Introduction:
1. In contemporary practice, implantation of Cardiovascular Implantable Electronic Devices (CIED) is associated with low complication rate peri-procedurally. 2. However, in some patients these complications can have high morbidity and mortality; namely pneumothorax, pericardial tamponade, pacemaker syndrome, and rarely tricuspid regurgitation (TR) secondary to lead impingement. 3. TR secondary to RV lead impingement is not uncommon but infrequently lead to severe TR and worsening heart failure symptoms. 4. We present a case of severe TR secondary to RV lead impingement leading to splanchnic congestion and recurrent ascites, worsening renal failure leading to hemodialysis (HD), all of which resolved with lead extraction.
Case:
A 77-year-old woman with known CAD with prior PTCA, paroxysmal AF, and prior watchman implantation, evaluated in our clinic for severe TR. She had recurrent admissions for ascites needing paracentesis. Her liver function and ultrasound was normal. Her renal function worsened and HD was initiated. ECHO showed normal LVEF, severe TR with RVSP of 74mmHg, and mild RV dysfunction. Pericardial physiology was normal. The lead was noted to be impinging on the septal leaflet, and adherent. Normal pulmonary valve function.
Follow up:
We proceeded to perform RV lead extraction and implanted a new leadless pacemaker [MICRA-AV, Medtronic Inc]. Her follow up ECHO in 2 weeks showed mild TR and normal RV function. RVSP had dropped significantly to 34mmHg.

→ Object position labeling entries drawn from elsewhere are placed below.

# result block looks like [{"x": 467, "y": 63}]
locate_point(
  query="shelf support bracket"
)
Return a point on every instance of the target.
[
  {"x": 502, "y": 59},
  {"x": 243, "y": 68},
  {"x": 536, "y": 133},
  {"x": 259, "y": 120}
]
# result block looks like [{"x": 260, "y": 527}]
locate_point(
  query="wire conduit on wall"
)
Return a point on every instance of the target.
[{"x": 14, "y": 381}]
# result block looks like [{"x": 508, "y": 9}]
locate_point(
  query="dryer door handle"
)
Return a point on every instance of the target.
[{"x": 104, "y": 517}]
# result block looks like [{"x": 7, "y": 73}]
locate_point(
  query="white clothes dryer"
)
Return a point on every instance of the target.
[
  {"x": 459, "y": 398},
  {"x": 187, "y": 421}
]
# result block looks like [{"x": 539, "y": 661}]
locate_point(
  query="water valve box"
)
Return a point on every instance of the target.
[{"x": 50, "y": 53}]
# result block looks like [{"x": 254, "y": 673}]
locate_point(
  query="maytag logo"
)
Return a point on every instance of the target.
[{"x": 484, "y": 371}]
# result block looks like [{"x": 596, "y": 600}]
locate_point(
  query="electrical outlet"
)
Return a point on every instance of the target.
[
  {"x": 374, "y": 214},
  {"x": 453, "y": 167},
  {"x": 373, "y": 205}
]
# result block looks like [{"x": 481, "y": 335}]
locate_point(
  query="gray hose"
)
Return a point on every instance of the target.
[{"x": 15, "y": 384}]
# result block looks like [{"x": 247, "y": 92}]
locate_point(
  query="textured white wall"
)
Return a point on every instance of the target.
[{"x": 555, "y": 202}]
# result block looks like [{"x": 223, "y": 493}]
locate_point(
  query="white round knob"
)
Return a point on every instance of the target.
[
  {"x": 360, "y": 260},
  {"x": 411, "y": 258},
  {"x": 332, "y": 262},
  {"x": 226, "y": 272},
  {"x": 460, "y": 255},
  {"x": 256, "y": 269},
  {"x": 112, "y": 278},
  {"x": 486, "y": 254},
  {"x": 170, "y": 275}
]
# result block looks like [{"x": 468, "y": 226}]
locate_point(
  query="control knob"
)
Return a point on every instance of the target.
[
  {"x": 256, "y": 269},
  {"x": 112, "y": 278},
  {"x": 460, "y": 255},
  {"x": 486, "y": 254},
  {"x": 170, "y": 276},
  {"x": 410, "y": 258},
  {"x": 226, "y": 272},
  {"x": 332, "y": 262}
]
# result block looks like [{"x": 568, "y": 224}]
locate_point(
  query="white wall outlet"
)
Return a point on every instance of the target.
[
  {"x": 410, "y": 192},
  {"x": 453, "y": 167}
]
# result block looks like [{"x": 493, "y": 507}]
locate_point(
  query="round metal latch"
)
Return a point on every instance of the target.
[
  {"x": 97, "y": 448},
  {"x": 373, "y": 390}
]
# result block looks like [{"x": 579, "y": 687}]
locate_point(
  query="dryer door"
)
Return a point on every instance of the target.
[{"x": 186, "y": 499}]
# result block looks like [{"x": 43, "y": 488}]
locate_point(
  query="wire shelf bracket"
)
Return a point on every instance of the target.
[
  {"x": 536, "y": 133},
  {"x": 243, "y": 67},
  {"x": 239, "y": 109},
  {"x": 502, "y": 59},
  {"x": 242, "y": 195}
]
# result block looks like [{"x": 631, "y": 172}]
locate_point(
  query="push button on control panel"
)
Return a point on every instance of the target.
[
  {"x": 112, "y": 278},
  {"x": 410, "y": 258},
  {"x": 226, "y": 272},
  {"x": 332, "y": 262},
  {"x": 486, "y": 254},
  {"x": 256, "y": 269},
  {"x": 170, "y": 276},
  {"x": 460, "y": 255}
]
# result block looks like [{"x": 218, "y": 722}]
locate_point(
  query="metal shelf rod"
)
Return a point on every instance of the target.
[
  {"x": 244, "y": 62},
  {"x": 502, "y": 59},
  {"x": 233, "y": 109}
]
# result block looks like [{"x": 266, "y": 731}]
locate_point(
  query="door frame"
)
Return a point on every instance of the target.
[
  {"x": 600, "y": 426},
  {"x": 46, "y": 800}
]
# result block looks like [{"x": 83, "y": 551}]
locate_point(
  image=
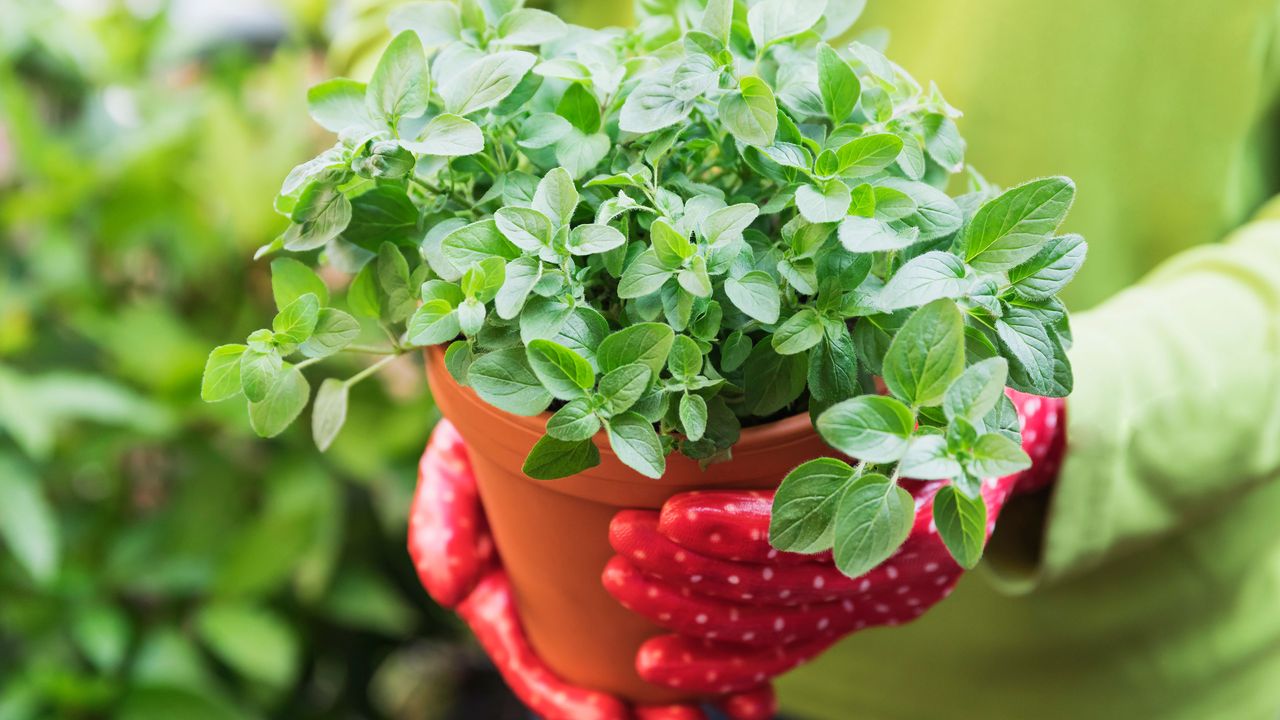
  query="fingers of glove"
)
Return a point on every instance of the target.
[
  {"x": 448, "y": 537},
  {"x": 759, "y": 625},
  {"x": 634, "y": 534},
  {"x": 726, "y": 524},
  {"x": 490, "y": 613},
  {"x": 759, "y": 703},
  {"x": 702, "y": 666}
]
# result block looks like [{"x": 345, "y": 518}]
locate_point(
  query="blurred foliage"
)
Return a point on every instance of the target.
[{"x": 156, "y": 560}]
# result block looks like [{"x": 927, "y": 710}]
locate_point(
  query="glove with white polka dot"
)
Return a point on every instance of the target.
[
  {"x": 451, "y": 546},
  {"x": 743, "y": 613}
]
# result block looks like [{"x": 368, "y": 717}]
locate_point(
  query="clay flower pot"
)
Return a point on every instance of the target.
[{"x": 553, "y": 534}]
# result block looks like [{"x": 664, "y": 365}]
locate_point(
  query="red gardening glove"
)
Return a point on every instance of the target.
[
  {"x": 451, "y": 546},
  {"x": 743, "y": 613}
]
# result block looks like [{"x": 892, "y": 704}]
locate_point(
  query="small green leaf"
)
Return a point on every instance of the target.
[
  {"x": 552, "y": 459},
  {"x": 804, "y": 509},
  {"x": 504, "y": 379},
  {"x": 222, "y": 378},
  {"x": 562, "y": 372},
  {"x": 328, "y": 413},
  {"x": 927, "y": 355},
  {"x": 872, "y": 520},
  {"x": 961, "y": 523},
  {"x": 636, "y": 445},
  {"x": 873, "y": 428}
]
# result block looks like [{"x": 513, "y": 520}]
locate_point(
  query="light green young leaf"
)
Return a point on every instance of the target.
[
  {"x": 1010, "y": 228},
  {"x": 552, "y": 459},
  {"x": 772, "y": 21},
  {"x": 328, "y": 411},
  {"x": 504, "y": 379},
  {"x": 923, "y": 279},
  {"x": 927, "y": 355},
  {"x": 961, "y": 523},
  {"x": 804, "y": 509},
  {"x": 750, "y": 113},
  {"x": 401, "y": 86},
  {"x": 636, "y": 445},
  {"x": 485, "y": 82},
  {"x": 757, "y": 295},
  {"x": 563, "y": 373},
  {"x": 222, "y": 378},
  {"x": 869, "y": 427},
  {"x": 282, "y": 404},
  {"x": 872, "y": 520}
]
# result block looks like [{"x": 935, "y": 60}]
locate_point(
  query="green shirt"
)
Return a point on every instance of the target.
[{"x": 1150, "y": 586}]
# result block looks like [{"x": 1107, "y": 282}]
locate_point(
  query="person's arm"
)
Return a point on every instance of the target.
[{"x": 1175, "y": 411}]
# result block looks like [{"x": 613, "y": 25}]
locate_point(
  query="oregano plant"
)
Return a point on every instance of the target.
[{"x": 717, "y": 219}]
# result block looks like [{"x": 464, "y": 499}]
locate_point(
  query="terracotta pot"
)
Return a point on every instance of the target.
[{"x": 553, "y": 536}]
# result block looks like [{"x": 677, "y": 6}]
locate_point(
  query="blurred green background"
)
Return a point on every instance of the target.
[{"x": 156, "y": 559}]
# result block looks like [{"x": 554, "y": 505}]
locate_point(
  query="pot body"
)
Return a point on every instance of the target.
[{"x": 553, "y": 534}]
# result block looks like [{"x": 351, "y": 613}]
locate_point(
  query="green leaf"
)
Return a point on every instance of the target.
[
  {"x": 927, "y": 355},
  {"x": 624, "y": 386},
  {"x": 401, "y": 86},
  {"x": 1048, "y": 272},
  {"x": 869, "y": 154},
  {"x": 433, "y": 323},
  {"x": 648, "y": 343},
  {"x": 556, "y": 196},
  {"x": 799, "y": 332},
  {"x": 873, "y": 428},
  {"x": 750, "y": 113},
  {"x": 872, "y": 520},
  {"x": 521, "y": 276},
  {"x": 328, "y": 413},
  {"x": 827, "y": 203},
  {"x": 804, "y": 509},
  {"x": 259, "y": 369},
  {"x": 552, "y": 459},
  {"x": 837, "y": 83},
  {"x": 485, "y": 82},
  {"x": 338, "y": 104},
  {"x": 923, "y": 279},
  {"x": 644, "y": 276},
  {"x": 282, "y": 404},
  {"x": 693, "y": 415},
  {"x": 292, "y": 279},
  {"x": 255, "y": 642},
  {"x": 961, "y": 523},
  {"x": 476, "y": 242},
  {"x": 222, "y": 378},
  {"x": 562, "y": 372},
  {"x": 772, "y": 21},
  {"x": 334, "y": 329},
  {"x": 996, "y": 456},
  {"x": 977, "y": 391},
  {"x": 504, "y": 379},
  {"x": 27, "y": 522},
  {"x": 298, "y": 319},
  {"x": 771, "y": 381},
  {"x": 636, "y": 445},
  {"x": 757, "y": 295},
  {"x": 1010, "y": 228},
  {"x": 594, "y": 240},
  {"x": 528, "y": 26},
  {"x": 448, "y": 136},
  {"x": 653, "y": 106},
  {"x": 575, "y": 422}
]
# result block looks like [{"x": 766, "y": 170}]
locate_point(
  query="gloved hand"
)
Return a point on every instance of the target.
[
  {"x": 743, "y": 613},
  {"x": 451, "y": 546}
]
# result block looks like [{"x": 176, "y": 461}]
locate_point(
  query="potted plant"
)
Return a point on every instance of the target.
[{"x": 645, "y": 261}]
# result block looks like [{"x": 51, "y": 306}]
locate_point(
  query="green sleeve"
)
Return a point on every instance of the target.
[{"x": 1175, "y": 413}]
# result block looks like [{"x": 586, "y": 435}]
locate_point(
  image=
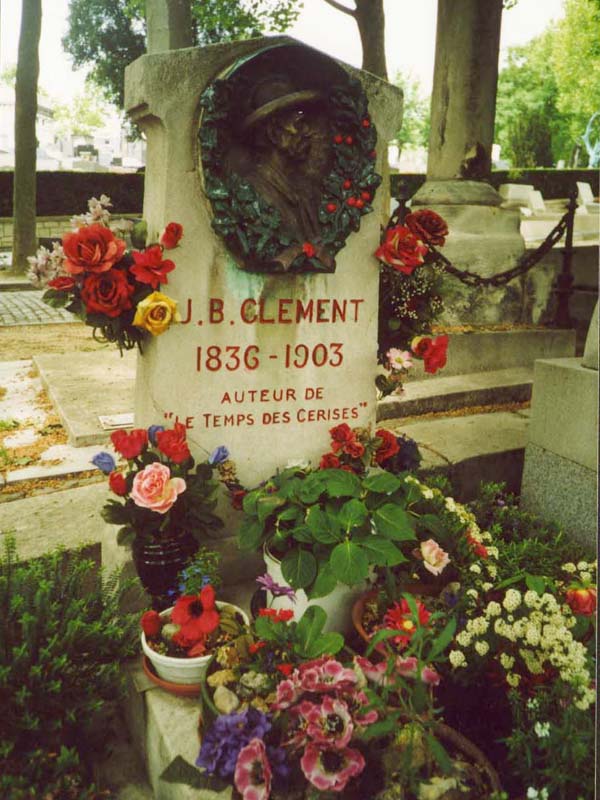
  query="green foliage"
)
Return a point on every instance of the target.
[
  {"x": 107, "y": 35},
  {"x": 62, "y": 638},
  {"x": 328, "y": 525},
  {"x": 551, "y": 743},
  {"x": 416, "y": 114}
]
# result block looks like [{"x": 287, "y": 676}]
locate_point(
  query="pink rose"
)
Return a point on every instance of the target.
[
  {"x": 154, "y": 488},
  {"x": 434, "y": 558}
]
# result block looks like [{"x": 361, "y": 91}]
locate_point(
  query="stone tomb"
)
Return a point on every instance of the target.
[{"x": 277, "y": 345}]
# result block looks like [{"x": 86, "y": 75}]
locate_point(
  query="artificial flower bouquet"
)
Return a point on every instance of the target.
[
  {"x": 114, "y": 290},
  {"x": 410, "y": 297},
  {"x": 195, "y": 626},
  {"x": 162, "y": 491}
]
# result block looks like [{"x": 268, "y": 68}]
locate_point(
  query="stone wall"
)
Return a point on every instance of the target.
[{"x": 46, "y": 227}]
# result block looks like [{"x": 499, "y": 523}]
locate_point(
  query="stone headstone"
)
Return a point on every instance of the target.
[
  {"x": 265, "y": 362},
  {"x": 590, "y": 353}
]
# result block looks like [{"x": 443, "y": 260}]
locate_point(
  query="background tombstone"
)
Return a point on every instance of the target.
[{"x": 264, "y": 363}]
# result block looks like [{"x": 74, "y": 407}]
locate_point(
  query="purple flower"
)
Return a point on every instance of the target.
[
  {"x": 105, "y": 462},
  {"x": 152, "y": 431},
  {"x": 228, "y": 734},
  {"x": 218, "y": 455},
  {"x": 267, "y": 582}
]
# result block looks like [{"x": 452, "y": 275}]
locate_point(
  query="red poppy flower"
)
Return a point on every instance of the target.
[{"x": 149, "y": 266}]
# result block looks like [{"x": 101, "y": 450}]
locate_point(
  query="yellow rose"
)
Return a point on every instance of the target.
[{"x": 156, "y": 313}]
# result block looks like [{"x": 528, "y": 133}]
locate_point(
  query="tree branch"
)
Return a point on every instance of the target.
[{"x": 340, "y": 7}]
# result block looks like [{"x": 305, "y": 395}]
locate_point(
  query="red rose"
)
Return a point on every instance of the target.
[
  {"x": 329, "y": 461},
  {"x": 117, "y": 483},
  {"x": 582, "y": 601},
  {"x": 341, "y": 435},
  {"x": 354, "y": 449},
  {"x": 107, "y": 293},
  {"x": 151, "y": 623},
  {"x": 171, "y": 236},
  {"x": 92, "y": 248},
  {"x": 435, "y": 357},
  {"x": 388, "y": 447},
  {"x": 62, "y": 284},
  {"x": 428, "y": 226},
  {"x": 129, "y": 444},
  {"x": 173, "y": 444},
  {"x": 285, "y": 615},
  {"x": 149, "y": 266},
  {"x": 401, "y": 250}
]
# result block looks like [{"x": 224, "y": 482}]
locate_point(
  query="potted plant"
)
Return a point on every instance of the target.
[
  {"x": 180, "y": 641},
  {"x": 164, "y": 502},
  {"x": 324, "y": 530}
]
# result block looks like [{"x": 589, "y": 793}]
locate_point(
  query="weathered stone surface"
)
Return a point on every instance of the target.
[
  {"x": 559, "y": 490},
  {"x": 174, "y": 380},
  {"x": 564, "y": 410},
  {"x": 85, "y": 386},
  {"x": 496, "y": 350},
  {"x": 458, "y": 391},
  {"x": 590, "y": 354}
]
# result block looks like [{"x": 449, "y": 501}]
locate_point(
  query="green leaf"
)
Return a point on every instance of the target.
[
  {"x": 536, "y": 583},
  {"x": 339, "y": 483},
  {"x": 394, "y": 523},
  {"x": 250, "y": 534},
  {"x": 267, "y": 504},
  {"x": 353, "y": 514},
  {"x": 181, "y": 771},
  {"x": 323, "y": 526},
  {"x": 299, "y": 568},
  {"x": 382, "y": 552},
  {"x": 443, "y": 640},
  {"x": 349, "y": 563},
  {"x": 438, "y": 751},
  {"x": 382, "y": 483},
  {"x": 324, "y": 584}
]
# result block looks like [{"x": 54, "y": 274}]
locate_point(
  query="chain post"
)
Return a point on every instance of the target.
[{"x": 564, "y": 282}]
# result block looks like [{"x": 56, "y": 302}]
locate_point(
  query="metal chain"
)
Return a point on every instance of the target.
[{"x": 523, "y": 265}]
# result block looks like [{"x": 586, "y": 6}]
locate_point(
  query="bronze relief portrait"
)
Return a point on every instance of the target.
[{"x": 288, "y": 152}]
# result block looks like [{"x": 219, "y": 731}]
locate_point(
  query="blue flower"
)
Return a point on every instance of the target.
[
  {"x": 228, "y": 734},
  {"x": 218, "y": 455},
  {"x": 105, "y": 462},
  {"x": 152, "y": 431}
]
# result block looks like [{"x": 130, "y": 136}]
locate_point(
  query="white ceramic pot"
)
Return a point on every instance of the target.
[
  {"x": 182, "y": 670},
  {"x": 337, "y": 605}
]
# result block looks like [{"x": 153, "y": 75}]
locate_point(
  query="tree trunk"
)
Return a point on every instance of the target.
[
  {"x": 370, "y": 19},
  {"x": 24, "y": 198}
]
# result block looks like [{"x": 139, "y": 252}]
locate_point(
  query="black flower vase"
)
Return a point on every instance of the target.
[{"x": 158, "y": 563}]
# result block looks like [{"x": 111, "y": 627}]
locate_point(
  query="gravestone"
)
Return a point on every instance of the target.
[{"x": 266, "y": 151}]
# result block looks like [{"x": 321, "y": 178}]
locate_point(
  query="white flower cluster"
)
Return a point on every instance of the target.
[
  {"x": 98, "y": 213},
  {"x": 45, "y": 265},
  {"x": 539, "y": 630}
]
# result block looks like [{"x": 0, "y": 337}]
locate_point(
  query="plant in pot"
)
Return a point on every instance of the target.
[
  {"x": 165, "y": 504},
  {"x": 180, "y": 641},
  {"x": 323, "y": 531}
]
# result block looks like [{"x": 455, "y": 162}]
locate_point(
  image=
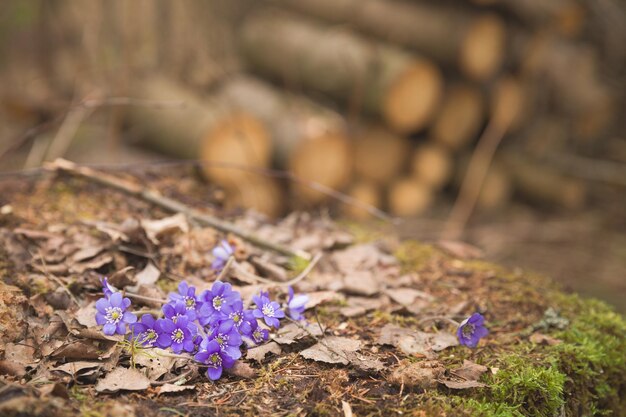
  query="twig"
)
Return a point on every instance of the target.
[
  {"x": 226, "y": 268},
  {"x": 237, "y": 267},
  {"x": 476, "y": 173},
  {"x": 154, "y": 197}
]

Surprisingly, her needs for paracentesis came down and by 3 months follow up she did not need paracentesis anymore. Her renal function improved, and her HD needs stopped.
Conclusions:
1. CIED implantations are associated with low complication rate (less than 5% in total) in most patient cohorts but in some patients it can be associated with significant complications increasing their morbidity and sometimes mortality. 2. Severe TR is a well-recognized complication of pacemaker implantation. It led to recurrent ascites needing paracentesis, ESRD requiring HD and multiple hospital admissions and thus increasing the morbidity. 3. It is important to recognize the uncommon complications of such commonly used intracardiac devices for electrophysiologists, cardiologists and PCPs.